Spanberger has voiced support for expanding the Virginia Clean Economy Act, a reckless 2020 law passed by Democrats with little due diligence. That law requires massive solar development—so massive, in fact, that meeting its mandates would require land nearly four times the size of Washington, D.C. It’s also expected to cost Dominion customers more than $5 billion over the next 10 years, with rate hikes beginning this September.
Most alarmingly, the law’s mandates don’t align with energy demand. Peak usage often comes between 5–7 p.m.—when the sun is setting or already down, rendering solar useless.
Spanberger has also pledged to join a “Cap and Trade” carbon tax scheme if elected governor, telling a political science professor on a podcast last year that she supports the idea. These taxes would crush the economy and drive utility costs even higher.
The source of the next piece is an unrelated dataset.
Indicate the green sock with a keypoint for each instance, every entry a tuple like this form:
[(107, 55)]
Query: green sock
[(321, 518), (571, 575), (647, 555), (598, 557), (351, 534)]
In Congress, Spanberger voted in favor of gas car bans and against requiring the Department of Energy to consider affordability for low-income families when writing appliance standards. No matter what she says now, her voting record shows that she’s entirely on board with the radical left Green New Deal, and would work to bring that failed scheme here to Virginia.
Lt. Gov. Winsome Sears, by contrast, supports an “all of the above” energy strategy to keep Virginia’s power cheap, reliable, and secure—not subject to rolling blackouts and progressive fantasies.
Virginia’s energy future is our economic future. The Youngkin-Sears administration has forcefully pushed back against radical left-wing schemes to leave our Commonwealth dependent on unreliable wind and solar while using the power of the government to unfairly target our most reliable energy producers. We need more of that over the next four years to continue to the historic economic progress we’ve seen under Republican leadership.